Neyse bir taksi parasına arabayı indirme hayalin uzun sürmez çünkü artık polis park cezası, çekici parası, ödemişsin bile çünkü bu iş sektör dür artık ve bu ücretlerden geçinen bir sürü aile var.

Aslında banka önünde atm mağduru bayanın arabasını geri alma hakkı var sonuçta araba çekilmemiş, çekici hareket etmemiştir. Ancak park cezası belki ödemelidir. Belki diyorum banka önleri geçici park yapma imkânı verilmelidir. Kadına uygulanan tam anlamıyla zulümdü. Çünkü çekicinin amacı otoparka para kazandırmak değil varsa trafikte uygunsuz durum onu çözmek hatta bir dahası olmasın diye caydırıcı etki bırakmaktır.

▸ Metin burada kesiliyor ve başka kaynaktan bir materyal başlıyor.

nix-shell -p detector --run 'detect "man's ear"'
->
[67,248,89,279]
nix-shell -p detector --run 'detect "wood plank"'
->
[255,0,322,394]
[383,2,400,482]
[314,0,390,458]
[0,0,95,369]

Mantıklara sığmayan bir uygulamaysa, park yasağı olup ta araç çekilen caddelerin daha sonra ispark bünyesinde otopark haline gelmesidir. Oto park yapılınca trafik aksamıyor mu? Bu nasıl bir anlayış, cadde sokakları deynekcilerden kurtaran zihniyetin uyguladığı haksızlıklara bakarsanız uygulamalarının deynek cilik ten farkı nedir? Tek farkı bu işe birde devletin memurunu alet etmektir.

Velhasıl vatandaşın malı devlete emanet değil. Vatandaşın etinden, sütünden, olur olmaz şeylerden bahanelerle parasının söğüşlenmesi o kadar normalleşmiş ki, titan titana. Sonra temiz toplum hayalini, özlemini saçmalarız vaaz verilen her yerde.

Bana göre:

Park yasakları mantıklı yerlerde uygulanmalı

Yeni park alanları oluşturulmalı,

Kısa zamanlı park yapma imkânı verilmeli

İlada park yasağı olan yerlerde polise bile gerek kalmadan bir kamera sistemi ve plakaya ceza yazılmalı.

Şimdiki düzen, düzen değil

Uzun yıllardır başıma gelmedi arabam çekilmedi, ama başıma gelse bu düzen içinde kendimi düzülmüş hissederdim.